Now as many of you know, I have lived in the Midwest all of my life. Well, some would say “central states” or “plains”. Raised in central/southern Illinois, then onto Oklahoma, Kansas, Minnesota and then back to Kansas. This is a beautiful region of the United States even though many think of it as “fly over” country. One of my favorites is the state of Missouri. The hills, trees, and lakes are amazing. The Ozark Mountains are gorgeous. There is just something peaceful about driving those windy little backroads in Missouri in the Fall.
If you have ever been to Missouri and driven those windy, hilly, tree covered blacktop backroads, while you were enjoying God’s beauty, you also might have had a near miss on a curve or two with oncoming vehicles. It is easy to have happen. One second all is fine, the next, you are in a curve a little tight to the middle and a car whips around the curve going the other direction and nearly peels the paint off your car it was so close. It’s like driving the Road to Hana without the one lane bridges to slow down traffic. So you slow down. Sometimes, you slow way down, almost to a halt until you can see around the curve.
However, over the years more and more painted center lines have been added to those windy little country roads. It is amazing what a simple guideline can do to increase your speed, flow and productivity. Just knowing there is a line there to keep you and others in their lane allows everyone to move much faster. Those little lines make the entire trip much more enjoyable and certainly safer.
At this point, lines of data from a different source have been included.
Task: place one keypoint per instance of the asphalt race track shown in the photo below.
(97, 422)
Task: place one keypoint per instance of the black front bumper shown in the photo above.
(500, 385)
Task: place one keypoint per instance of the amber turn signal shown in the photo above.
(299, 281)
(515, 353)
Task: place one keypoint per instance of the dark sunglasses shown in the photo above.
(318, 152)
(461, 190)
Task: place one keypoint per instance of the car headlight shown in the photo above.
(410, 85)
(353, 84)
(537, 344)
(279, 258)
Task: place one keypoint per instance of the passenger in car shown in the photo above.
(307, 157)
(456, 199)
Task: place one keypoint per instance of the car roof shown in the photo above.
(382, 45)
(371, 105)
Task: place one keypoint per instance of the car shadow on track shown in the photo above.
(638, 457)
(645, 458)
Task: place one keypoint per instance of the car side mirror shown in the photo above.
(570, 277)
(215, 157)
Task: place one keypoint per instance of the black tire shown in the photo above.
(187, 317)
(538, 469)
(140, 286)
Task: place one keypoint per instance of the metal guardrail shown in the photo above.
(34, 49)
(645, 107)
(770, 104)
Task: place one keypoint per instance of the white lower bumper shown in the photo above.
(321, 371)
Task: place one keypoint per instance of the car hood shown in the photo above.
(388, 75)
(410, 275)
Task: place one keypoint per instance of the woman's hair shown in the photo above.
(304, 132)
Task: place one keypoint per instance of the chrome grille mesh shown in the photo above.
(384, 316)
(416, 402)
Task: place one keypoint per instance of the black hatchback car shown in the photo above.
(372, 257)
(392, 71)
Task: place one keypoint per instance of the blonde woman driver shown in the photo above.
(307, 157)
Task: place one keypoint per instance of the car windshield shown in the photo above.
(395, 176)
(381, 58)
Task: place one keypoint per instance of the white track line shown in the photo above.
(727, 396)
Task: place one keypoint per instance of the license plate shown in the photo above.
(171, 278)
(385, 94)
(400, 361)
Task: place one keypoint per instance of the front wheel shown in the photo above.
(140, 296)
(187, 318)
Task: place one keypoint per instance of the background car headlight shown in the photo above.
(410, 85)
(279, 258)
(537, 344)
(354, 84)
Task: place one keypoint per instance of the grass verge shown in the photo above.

That brings me to today’s topic of “guidelines”. Most of us small business operators don’t really like to be constrained by too many rules and regulations. We claim they tend to slow us down, get in our way. So inside our own businesses, we will avoid at all costs creating stringent policies that encourage bureaucracy.
Let’s try to apply that thinking on our small businesses. Instead of either not having rules at all, or even worse, writing massively detailed rules and regulations that bog down a business, let’s try to create the minimum necessary “guidelines” that free up the organization to increase speed, flow and productivity. Like the center lines on a winding country road.
Next time you are writing a War and Peace version of a vacation, bring your own device (BYOD), or work hours policy, think about those peaceful country roads and make it a simple fast guideline instead. Your organization will speed up and thank you for it too.